I’m excited because I love 24mm lenses, and I love having a lot of zoom. Before, you had to compromise on one or the other: Big-zoom cameras didn’t go wider than 28mm (and when you’re that wide, an extra 4mm does make a noticeable difference), and cameras with 24mm didn’t zoom past 100mm or so (and all had really terrible optics, really fuzzy lenses… except for the Lumix LX3 which only zooms in to 60mm, but is the one I got since I do want a sharp 24mm that fits in my pocket. Image quality is good enough that I can crop significantly, so the 60mm limitation is not so bad). The small-ish size of this Samsung (I can probably carry it in my jacket pocket, and I live in an area with bad weather so that’s small enough) and manual exposure controls (otherwise fuggetaboutit) make this camera sound just about perfect. And Samsung’s digicam interfaces tend to be a pleasure to use.

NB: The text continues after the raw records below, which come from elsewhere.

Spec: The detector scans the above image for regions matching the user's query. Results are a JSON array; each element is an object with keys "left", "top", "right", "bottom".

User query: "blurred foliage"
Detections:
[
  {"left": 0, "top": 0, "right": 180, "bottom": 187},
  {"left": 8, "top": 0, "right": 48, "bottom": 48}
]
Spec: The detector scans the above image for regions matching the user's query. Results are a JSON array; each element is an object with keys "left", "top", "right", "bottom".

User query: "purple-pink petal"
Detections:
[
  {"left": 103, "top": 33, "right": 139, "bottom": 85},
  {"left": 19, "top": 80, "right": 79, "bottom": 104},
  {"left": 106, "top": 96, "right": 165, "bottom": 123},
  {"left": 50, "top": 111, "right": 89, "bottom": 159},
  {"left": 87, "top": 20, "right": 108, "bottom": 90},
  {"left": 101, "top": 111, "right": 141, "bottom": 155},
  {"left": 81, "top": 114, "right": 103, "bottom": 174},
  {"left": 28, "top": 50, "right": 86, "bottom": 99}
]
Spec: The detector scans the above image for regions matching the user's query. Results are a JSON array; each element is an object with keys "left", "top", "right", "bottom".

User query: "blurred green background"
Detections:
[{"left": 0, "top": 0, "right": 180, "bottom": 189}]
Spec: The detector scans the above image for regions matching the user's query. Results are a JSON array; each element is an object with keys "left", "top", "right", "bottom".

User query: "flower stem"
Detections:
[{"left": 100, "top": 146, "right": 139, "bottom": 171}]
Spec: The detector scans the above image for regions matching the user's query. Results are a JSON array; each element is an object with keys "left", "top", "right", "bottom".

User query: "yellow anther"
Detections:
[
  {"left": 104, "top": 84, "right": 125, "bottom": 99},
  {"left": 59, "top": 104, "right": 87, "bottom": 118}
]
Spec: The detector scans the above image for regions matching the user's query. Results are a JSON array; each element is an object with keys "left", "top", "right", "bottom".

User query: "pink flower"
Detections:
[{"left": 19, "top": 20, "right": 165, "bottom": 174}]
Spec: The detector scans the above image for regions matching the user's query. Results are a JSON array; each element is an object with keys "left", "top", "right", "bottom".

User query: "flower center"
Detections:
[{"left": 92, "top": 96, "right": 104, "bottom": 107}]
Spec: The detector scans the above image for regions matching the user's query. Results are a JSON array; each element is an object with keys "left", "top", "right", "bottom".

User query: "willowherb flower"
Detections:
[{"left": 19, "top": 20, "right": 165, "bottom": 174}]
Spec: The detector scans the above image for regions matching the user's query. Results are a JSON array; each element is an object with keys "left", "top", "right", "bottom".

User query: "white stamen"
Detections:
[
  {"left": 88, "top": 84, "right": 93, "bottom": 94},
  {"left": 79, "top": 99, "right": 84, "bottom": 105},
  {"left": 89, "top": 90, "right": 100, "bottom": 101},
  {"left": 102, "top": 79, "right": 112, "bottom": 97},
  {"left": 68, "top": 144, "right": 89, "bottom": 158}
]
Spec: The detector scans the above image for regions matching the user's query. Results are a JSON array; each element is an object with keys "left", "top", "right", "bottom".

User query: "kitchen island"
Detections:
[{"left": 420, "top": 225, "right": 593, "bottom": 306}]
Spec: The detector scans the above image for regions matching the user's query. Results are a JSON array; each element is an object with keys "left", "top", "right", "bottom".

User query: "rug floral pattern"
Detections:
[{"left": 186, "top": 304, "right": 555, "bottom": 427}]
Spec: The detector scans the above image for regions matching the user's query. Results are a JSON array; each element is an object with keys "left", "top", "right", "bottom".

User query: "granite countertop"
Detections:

But the last time I bought a Samsung digital camera – an NV24HD – the lens was such a piece of junk, I had to return it. Not sharp at ALL. (Pictures from the NV24HD next to the LX3 are like night and day, sharpness-wise). So apparently Samsung feels that it’s OK to sell cameras with blurry optics. That puts a damper on my excitement over this new camera.
Oh yeah, and I too can swear that this retro-dials thing has been featured (probably on BoingBoing) before, but I can’t find it…
Actually, #2/Jeff is right: 24-240mm is 10x optical. But the TL320 is actually 24-120mm (equivalent) and thus 5x optical.
I second #7 cellocgw’s lament about the lack of a viewfinder. I don’t have bad eyes (yet), but this has always seemed a integral part of a camera for me. Maybe I’m just uncoordinated.
And yes, I know how hard it is to find a point and shoot camera that doesn’t have a viewfinder these days.
#14 ME: Er that does have a viewfinder, not doesn’t.
#11 – I would bet money that an LCD is far easier to break than those analog dials. I once had my Canon PS on a lanyard around my neck while bike riding and when I stood, it swung forward and gently tapped the padded handlebar right on the screen. Dead. Needed a whole new camera. I don’t think those dials would even have been scratched by a similar bump.
They borrowed this idea from the lovely Epson rd-1 digital rangefinder:
http://www.dpreview.com/news/0603/06031502epsonrd1s.asp
Mark Duffy
The Epson RD-1, the first digital rangefinder, already had a couple of gauges on it for memory and battery life.
http://a.img-dpreview.com/news/0603/epsonrd1sspecs.jpg
#16
Absolutely not true – your version of a “light tap” must coincide with my version of a “faulty product.”
Light taps don’t break LCD displays, especially not small ones. However it is extremely easy to break a flimsy plastic needle. Just pushing it to the side would make the entire reading false.
Samsung has been developing a market niche of making beautiful compact cameras which take crummy photos.